To be fair, Steam had a lot of problems back in 2004, many of which have since been fixed :-

Well, okay, you still have to have Steam installed, but I’m less bothered about that now because it’s not as buggy. I still feel bad for the people who buy retail games and have to install Steam to play them (eg FEAR 2)
The high-polygon count models for GoldSrc Half-Life have been implemented. Yay.
Dodgy behaviour. Well, apparently you can play on servers which don’t enforce VAC if you choose so if you’re planning on cheating then it won’t ban your account as long as you stay away from the VAC servers. Since I don’t play multiplayer, this is kind of a moot point anyway…

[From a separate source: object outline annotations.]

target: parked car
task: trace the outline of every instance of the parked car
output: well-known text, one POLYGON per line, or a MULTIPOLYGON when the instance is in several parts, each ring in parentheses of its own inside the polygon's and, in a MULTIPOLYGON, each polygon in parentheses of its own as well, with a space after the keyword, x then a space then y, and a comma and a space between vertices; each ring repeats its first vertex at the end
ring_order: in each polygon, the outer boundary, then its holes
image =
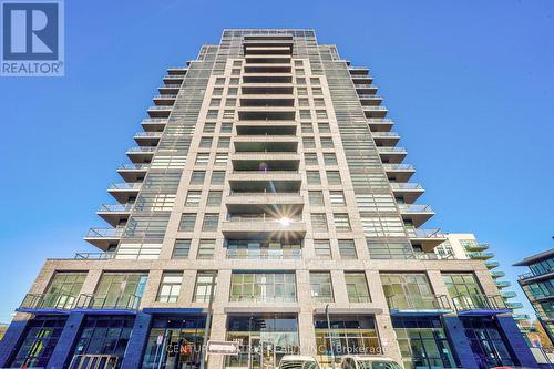
POLYGON ((340 361, 340 369, 402 369, 402 366, 384 356, 347 355, 340 361))
POLYGON ((285 355, 278 369, 319 369, 319 363, 311 356, 305 355, 285 355))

They no longer use IE in the client
You can now sort of play a Steam game whilst another one is downloading, although it does pause it to free up bandwidth for the active game..
You can move the Steam directory, although you still can’t split it across multiple hard drives. Apparently junction points will work fine, but that’s getting a little messy. I don’t really have room to complain about 4Gb games now I’ve got FEAR 2 which is 13847Mb…

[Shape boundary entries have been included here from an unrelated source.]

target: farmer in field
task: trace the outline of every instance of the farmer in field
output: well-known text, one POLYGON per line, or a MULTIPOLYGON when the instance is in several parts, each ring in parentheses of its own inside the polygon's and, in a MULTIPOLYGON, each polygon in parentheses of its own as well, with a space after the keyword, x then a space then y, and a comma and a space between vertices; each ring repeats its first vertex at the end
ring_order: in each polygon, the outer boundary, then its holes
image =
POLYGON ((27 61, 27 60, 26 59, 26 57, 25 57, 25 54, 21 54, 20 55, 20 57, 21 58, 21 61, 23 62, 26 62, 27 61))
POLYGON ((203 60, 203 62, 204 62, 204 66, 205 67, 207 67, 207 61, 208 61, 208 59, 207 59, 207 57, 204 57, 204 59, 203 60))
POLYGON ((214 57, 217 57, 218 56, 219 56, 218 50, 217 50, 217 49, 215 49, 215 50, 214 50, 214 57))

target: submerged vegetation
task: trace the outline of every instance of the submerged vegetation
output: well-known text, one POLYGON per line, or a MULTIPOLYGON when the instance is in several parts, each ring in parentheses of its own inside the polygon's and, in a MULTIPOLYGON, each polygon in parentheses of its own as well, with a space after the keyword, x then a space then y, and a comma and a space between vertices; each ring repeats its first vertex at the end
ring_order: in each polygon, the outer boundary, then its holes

You CAN transfer cached files between users – they’ll just be verified online before you can use them
Even though you can tie your CD keys in to your account, if you were to lose your Steam account under mysterious circumstances, there’s nothing stopping you installing the original non-Steam version of the game with the same CD-key, is there?
The encryption is typically only for games until the release date, whereupon they get decrypted. And only Source games seem to do this anyway – nearly every other game I’ve come across just sticks the unencrypted files in the ‘common’ directory

So yeah. I no longer have a beef with Steam. Games for Windows Live however…

Erm.. I shall expect a reply in 2016 I guess.